According to the American Civil Liberties Union (ACLU), the law preventing the video’s release hadn’t actually gone into effect yet. But state laws are increasingly restricting the public’s access to videos of police shootings. At least 19 states and D.C. have passed laws that affect whether police body camera footage can be publicly released.

Videos are edited

As the Huffington Post wrote last year, it’s “almost impossible” to determine whether or not police have edited videos prior to their release. But in some cases, it’s hard to argue that footage wasn’t tampered with.

After her mysterious jail death in 2015, dash cam video of Sandra Bland’s traffic stop was eventually released to the public. But journalist Ben Norton quickly noticed two questionable moments in the footage that suggested officials had edited it.

In one clip, a tow truck driver was captured exiting his vehicle and walking around a cop car two times, but audio of Officer Brian Encinia was uninterrupted. In a second clip, Encinia’s account of the arrest remains uninterrupted when the same car drives by and makes a left turn twice within seconds.

Footage is “accidentally” destroyed

While it’s hard to prove that foul play was involved behind the scenes, thousands of videos have accidentally been wiped from police databases.
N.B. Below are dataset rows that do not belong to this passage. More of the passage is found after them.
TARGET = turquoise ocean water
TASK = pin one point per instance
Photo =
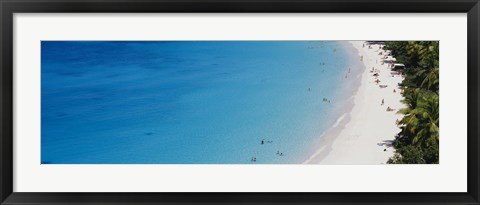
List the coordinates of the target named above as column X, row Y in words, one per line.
column 191, row 102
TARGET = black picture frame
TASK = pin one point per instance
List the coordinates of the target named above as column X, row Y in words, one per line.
column 9, row 7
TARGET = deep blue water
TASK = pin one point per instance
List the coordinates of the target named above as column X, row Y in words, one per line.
column 190, row 102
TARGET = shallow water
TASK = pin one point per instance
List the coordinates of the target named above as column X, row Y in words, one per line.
column 200, row 102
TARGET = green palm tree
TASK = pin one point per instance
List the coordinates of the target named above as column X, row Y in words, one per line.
column 427, row 113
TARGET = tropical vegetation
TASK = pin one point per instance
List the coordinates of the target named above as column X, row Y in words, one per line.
column 418, row 140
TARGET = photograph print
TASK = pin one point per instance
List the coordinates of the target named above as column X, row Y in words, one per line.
column 240, row 102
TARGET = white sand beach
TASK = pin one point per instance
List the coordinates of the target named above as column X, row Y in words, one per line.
column 364, row 135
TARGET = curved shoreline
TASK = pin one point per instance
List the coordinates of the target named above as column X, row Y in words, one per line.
column 365, row 130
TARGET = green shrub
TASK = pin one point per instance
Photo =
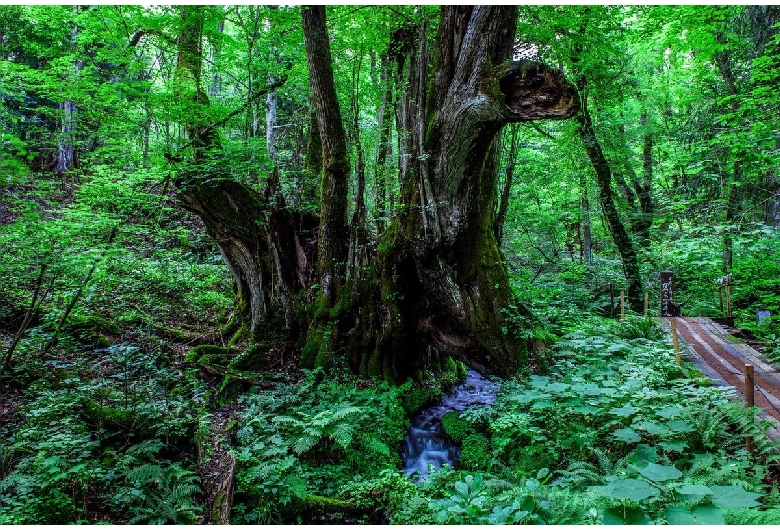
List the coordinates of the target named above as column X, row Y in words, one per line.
column 475, row 453
column 456, row 427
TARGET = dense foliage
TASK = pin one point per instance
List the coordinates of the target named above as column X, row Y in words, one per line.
column 121, row 353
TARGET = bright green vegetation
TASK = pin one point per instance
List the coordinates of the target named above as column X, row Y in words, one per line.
column 130, row 379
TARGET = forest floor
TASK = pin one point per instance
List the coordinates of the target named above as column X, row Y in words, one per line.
column 723, row 357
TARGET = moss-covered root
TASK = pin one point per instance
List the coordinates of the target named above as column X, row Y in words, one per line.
column 217, row 466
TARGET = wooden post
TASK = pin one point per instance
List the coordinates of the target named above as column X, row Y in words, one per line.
column 622, row 305
column 675, row 341
column 749, row 398
column 667, row 293
column 611, row 300
column 728, row 300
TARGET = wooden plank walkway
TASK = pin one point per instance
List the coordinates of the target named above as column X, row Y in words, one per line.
column 722, row 358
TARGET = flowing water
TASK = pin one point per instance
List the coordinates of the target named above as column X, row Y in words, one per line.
column 426, row 442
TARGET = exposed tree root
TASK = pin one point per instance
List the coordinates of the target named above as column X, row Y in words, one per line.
column 217, row 466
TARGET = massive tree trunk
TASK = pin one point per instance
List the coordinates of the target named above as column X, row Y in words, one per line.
column 445, row 286
column 435, row 285
column 332, row 236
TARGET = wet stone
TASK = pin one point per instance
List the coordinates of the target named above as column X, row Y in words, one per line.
column 426, row 443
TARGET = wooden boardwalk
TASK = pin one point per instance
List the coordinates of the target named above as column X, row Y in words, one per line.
column 722, row 358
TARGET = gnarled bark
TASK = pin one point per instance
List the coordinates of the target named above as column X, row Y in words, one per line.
column 445, row 288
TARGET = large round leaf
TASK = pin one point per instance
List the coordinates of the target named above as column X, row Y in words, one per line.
column 699, row 514
column 660, row 473
column 627, row 488
column 734, row 497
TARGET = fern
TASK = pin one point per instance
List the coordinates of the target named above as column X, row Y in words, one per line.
column 753, row 517
column 306, row 431
column 160, row 495
column 579, row 475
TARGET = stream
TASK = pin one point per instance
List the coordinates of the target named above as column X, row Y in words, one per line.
column 426, row 442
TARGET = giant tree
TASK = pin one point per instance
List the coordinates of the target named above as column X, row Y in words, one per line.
column 436, row 285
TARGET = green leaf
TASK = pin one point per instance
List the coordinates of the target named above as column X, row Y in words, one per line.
column 693, row 492
column 699, row 514
column 585, row 409
column 624, row 411
column 627, row 435
column 627, row 488
column 734, row 497
column 652, row 427
column 680, row 426
column 674, row 446
column 643, row 455
column 557, row 388
column 623, row 515
column 669, row 412
column 462, row 488
column 660, row 473
column 543, row 404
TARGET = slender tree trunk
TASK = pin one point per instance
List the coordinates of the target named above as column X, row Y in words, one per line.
column 732, row 200
column 384, row 118
column 66, row 155
column 312, row 165
column 503, row 206
column 587, row 245
column 604, row 180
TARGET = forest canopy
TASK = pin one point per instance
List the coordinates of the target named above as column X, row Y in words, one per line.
column 223, row 205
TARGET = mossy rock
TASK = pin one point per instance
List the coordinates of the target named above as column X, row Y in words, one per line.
column 456, row 427
column 116, row 417
column 209, row 354
column 104, row 342
column 416, row 398
column 475, row 454
column 253, row 358
column 90, row 324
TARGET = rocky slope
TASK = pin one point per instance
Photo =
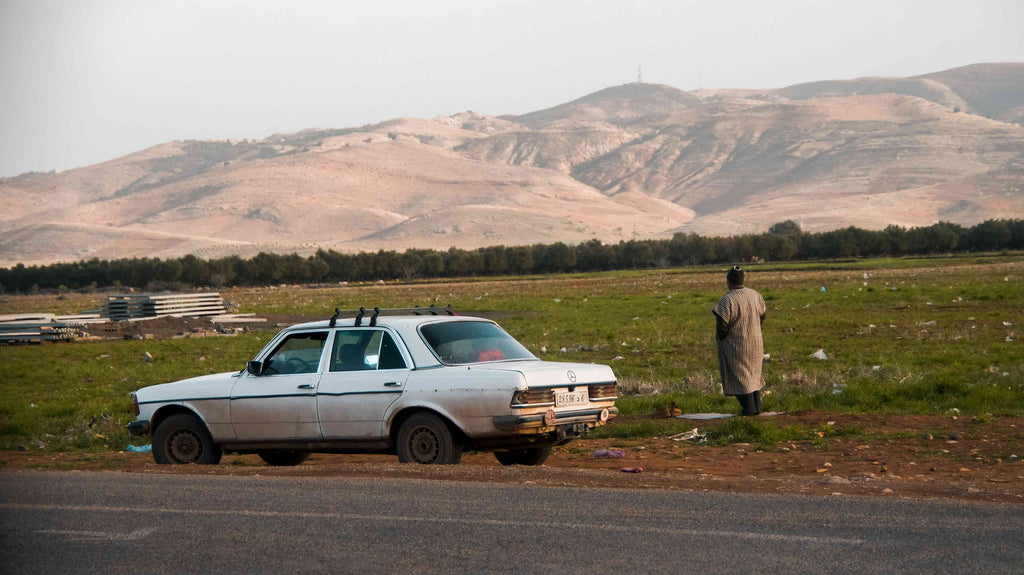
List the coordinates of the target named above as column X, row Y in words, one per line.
column 632, row 161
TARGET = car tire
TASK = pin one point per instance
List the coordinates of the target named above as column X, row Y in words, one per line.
column 425, row 438
column 183, row 439
column 283, row 458
column 531, row 456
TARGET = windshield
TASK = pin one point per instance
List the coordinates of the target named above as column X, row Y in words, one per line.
column 472, row 342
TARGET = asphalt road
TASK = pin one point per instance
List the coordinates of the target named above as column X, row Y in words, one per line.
column 126, row 523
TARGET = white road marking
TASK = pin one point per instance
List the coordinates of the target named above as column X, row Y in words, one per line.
column 455, row 521
column 99, row 535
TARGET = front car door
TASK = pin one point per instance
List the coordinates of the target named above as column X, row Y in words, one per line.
column 280, row 404
column 366, row 373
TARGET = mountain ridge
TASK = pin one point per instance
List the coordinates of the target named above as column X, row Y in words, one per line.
column 634, row 161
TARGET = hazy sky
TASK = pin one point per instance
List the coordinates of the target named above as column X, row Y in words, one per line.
column 84, row 81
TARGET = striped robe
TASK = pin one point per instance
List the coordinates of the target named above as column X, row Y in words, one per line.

This year, at least two police departments reported camera footage was mistakenly deleted: the Seattle Police Department (SPD) and Oakland Police Department (OPD).

In August, the SPD announced that 2,283 dash cam videos — many of which captured stops, arrests, and uses of force — were accidentally lost because of a computer error. The same thing happened eight years ago, when more than 100,000 videos vanished, according to a department auditor.

Earlier this month, the OPD’s police sergeant, Dave Burke, admitted that department employees deleted 25 percent of all body camera footage during a software update in 2014.

Cameras are intentionally destroyed

After Chicago police released video of 16-year-old Laquan McDonald’s shooting, news site DNAinfo discovered that city officers — including the teenager’s shooter — routinely damaged dash cam recordings. Officer Jason Van Dyke and his colleagues broke the cameras so that no audio could be heard.